Inside the magazine, there’s a direct challenge to the beauty industry: “We know it’s not easy to change packaging and marketing overnight. But together we can start to change the conversation and celebrate the beauty in all ages.”
Of course, let's not get carried away. Allure is not suggesting we stop focusing on how women look altogether and start focusing on what they have to say. Gosh, no.
Nor is it suggesting that holding women up to unattainable beauty standards is the problem – even if looking like Helen Mirren is as far out of reach for the average 72-year-old as looking like Angelina Jolie is for the average 42-year-old. Mirren herself acknowledged this, taking issue with the word "beauty". "Maybe we're attractive, interesting, or mesmerizing, but 90 per cent of women are not what you'd call beautiful. Of course, beauty is inside, but still it's a word. When it's tied to pictures of people and amazing outfits on girls who can wear that stuff, it's intimidating for the rest of us."
Retinol
Allure is also, to be clear, not in the business of encouraging anyone to ditch the skin creams which, as Mirren recently said, probably do "f*ck all" (comments she made while sitting on a L'Oreal panel in the south of France, for which she is brand ambassador. See? The woman needs a day off.) "No one is suggesting giving up retinol," the magazine adds, hurriedly. "But changing the way we think about aging starts with changing the way we talk about aging."

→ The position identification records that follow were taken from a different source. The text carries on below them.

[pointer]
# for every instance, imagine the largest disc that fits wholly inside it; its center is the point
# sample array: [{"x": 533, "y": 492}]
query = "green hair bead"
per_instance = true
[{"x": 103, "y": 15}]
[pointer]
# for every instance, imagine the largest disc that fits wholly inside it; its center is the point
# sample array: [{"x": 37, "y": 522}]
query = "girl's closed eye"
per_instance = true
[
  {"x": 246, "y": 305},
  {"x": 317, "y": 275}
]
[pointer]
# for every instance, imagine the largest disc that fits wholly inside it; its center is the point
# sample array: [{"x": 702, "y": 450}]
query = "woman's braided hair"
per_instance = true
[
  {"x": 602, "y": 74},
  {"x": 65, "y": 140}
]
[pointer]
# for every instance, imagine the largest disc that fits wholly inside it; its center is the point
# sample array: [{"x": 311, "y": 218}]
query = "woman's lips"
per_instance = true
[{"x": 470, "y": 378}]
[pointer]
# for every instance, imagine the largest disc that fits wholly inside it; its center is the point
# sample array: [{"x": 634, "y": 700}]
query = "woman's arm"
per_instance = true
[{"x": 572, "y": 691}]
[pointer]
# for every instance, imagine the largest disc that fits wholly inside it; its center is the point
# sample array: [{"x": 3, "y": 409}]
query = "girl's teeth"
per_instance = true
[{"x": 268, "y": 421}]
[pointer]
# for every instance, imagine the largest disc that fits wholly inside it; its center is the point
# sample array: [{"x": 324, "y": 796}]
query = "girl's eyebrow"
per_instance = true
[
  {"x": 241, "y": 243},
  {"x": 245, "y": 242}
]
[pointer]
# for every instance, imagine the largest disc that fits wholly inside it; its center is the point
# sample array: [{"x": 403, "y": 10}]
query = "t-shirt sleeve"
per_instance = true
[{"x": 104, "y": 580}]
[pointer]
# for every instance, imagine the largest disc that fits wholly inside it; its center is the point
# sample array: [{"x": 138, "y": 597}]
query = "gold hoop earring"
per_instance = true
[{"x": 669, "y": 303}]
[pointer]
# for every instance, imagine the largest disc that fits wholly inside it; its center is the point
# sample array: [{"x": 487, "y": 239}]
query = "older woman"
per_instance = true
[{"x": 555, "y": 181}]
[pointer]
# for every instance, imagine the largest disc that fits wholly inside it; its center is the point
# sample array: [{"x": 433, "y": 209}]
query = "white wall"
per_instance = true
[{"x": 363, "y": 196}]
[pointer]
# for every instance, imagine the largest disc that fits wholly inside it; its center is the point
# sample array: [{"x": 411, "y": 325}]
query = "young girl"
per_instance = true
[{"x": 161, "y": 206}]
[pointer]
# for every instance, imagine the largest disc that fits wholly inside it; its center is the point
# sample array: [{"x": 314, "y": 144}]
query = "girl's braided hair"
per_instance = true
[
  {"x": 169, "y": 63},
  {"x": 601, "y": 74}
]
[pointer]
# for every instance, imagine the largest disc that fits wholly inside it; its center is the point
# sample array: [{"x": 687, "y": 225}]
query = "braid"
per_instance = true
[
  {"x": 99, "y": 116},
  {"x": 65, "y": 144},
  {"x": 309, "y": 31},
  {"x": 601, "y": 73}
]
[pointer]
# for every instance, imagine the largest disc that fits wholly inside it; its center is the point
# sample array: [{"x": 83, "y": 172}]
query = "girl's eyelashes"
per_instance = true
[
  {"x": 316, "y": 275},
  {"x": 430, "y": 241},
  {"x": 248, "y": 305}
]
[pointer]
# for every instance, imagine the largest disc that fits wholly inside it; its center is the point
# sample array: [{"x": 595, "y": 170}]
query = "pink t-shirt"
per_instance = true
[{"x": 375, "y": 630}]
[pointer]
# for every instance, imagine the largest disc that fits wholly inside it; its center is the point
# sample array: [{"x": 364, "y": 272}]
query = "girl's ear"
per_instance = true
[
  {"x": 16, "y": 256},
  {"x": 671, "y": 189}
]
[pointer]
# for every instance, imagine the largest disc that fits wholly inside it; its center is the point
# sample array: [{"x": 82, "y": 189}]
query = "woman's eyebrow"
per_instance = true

age is coming for all of us – if we're lucky.
So no, banning the term “anti-ageing” is not in itself all that radical. But if it’s the beginning of a conversation that makes us rethink our negative attitude to growing older, then it has to be a good thing.
Because age is coming for all of us – if we’re lucky. Growing older, to use magazine parlance, is “bang on trend”: the global population of people aged 65 and up is expected to triple to 1.5 billion by mid-century. By 2050, one in six of us will be 65 or older – in many countries, the over-65s will outnumber the under-15s. So we need to stop thinking of ageing as an illness, a sign of decay, a talisman of obsolescence, a problem to be slathered in creams or erased into submission with tiny needles and neurotoxis proteins.
I haven’t ruled out Botox completely, by the way. But I haven’t succumbed yet, thanks for asking.